A brick passageway with a central door but no windows connected the two parts. Could this be the main entrance? Matt wondered if he could get closer. He h
ad no idea what he was looking at. It would be good to find out.
He turned right and followed the fence for about fifty metres. After a while the wood fell back and he came to a pair of gates, firmly locked together with a heavy padlock on a thick, discoloured chain. On one of the gates was a sign, the words painted in faded red paint on a peeling wooden board:
OMEGA ONE PROPERTY OF HM GOVERNMENT TRESPASSERS WILL BE PROSECUTED
Omega One. Now Matt wondered if the building might have some military use. The sign said that it was government property. The Ministry of Defence? Briefly he examined the gates. They were old but the padlock was new, meaning someone had been here recently. There was no way he was going to get it open. He looked up and saw razor wire twisted round the top. So much for that.
With growing curiosity Matt continued round, following the fence, hoping to find a tree he could use to climb over. Instead he found something better. There was a hole in the wire, where several strands had rusted loose, and it was just about big enough to allow him to squeeze through. He glanced at his watch. The morning was wearing on but he still had plenty of time.
He was about to squeeze through when someone grabbed hold of him and spun him round.

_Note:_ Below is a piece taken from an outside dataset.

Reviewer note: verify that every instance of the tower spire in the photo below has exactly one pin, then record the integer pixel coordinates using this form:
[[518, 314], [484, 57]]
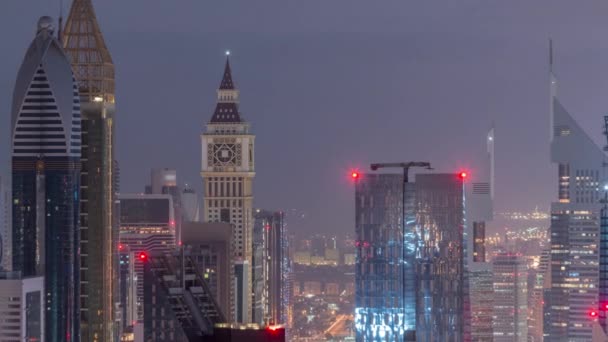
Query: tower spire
[[91, 60], [227, 83]]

“What are you doing?” a voice demanded.
Matt’s heart lurched. After his time alone in the wood he hadn’t dreamt for a minute that there would be anyone else here. His fist was already curled in self-defence, but then he recognized the fair hair and red face of the man who had approached him in Lesser Malling – the one who had warned him to leave.
“I got lost,” Matt said, relaxing slightly. “What is this place?” He gestured at the building on the other side of the fence.
“It’s a power station.”
Matt studied the man more closely, noticing that he was carrying a shotgun, the two barrels broken over his arm.